Report: Circular economy can halve emissions of UK infrastructure projects

Transitioning to a circular economy can assist in the net-zero transition, with a new report supported by AECOM stating that carbon reductions of up to 50% can be delivered and £35bn generated for the UK economy by using closed-loop materials throughout the design process of infrastructure projects.

Report: Circular economy can halve emissions of UK infrastructure projects

By 2036

The AECOM-led Major Infrastructure – Resource Optimisation Group (MI-ROG), has published its latest white paper, outlining the carbon potential of embracing the circular economy in infrastructure and the built environment.

The report found that carbon reductions of around 50% can be achieved by using low-carbon materials throughout the design process. It will also help reduce overhead costs, improve supply chain resiliency and streamline the delivery process by minimising resource use and consumption.

Infrastructure is responsible for 16% of the UK’s total carbon emissions, as well as a further 37% attributable to the materials and energy which are required to build, maintain and operate the finished projects.

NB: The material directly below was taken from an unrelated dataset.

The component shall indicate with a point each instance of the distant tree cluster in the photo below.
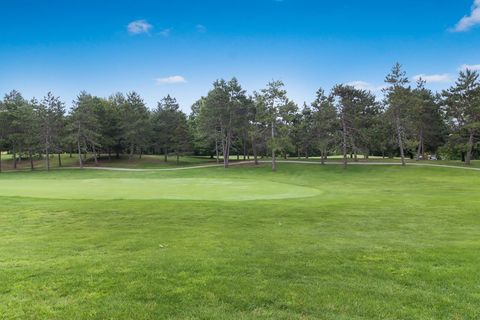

As such, embracing the circular economy can help the UK with its net-zero ambition.

Additionally, the white paper found that adopting circular economy principles can significantly enhance productivity across the construction industry. By 2036, it could add £35bn to the UK economy.

AECOM’s director of sustainable development Robert Spencer said: “Infrastructure is often seen as the backbone of economic recovery, however, to ensure this is done mindfully, with a focus on legacy and resilience, we must encourage Circular Economy principles from the very beginning in both our design approach and delivery. By doing this, we can bring in innovative solutions and materials whilst significantly reducing costs and contributing to a stronger economy and more sustainable relationship with both nature and society.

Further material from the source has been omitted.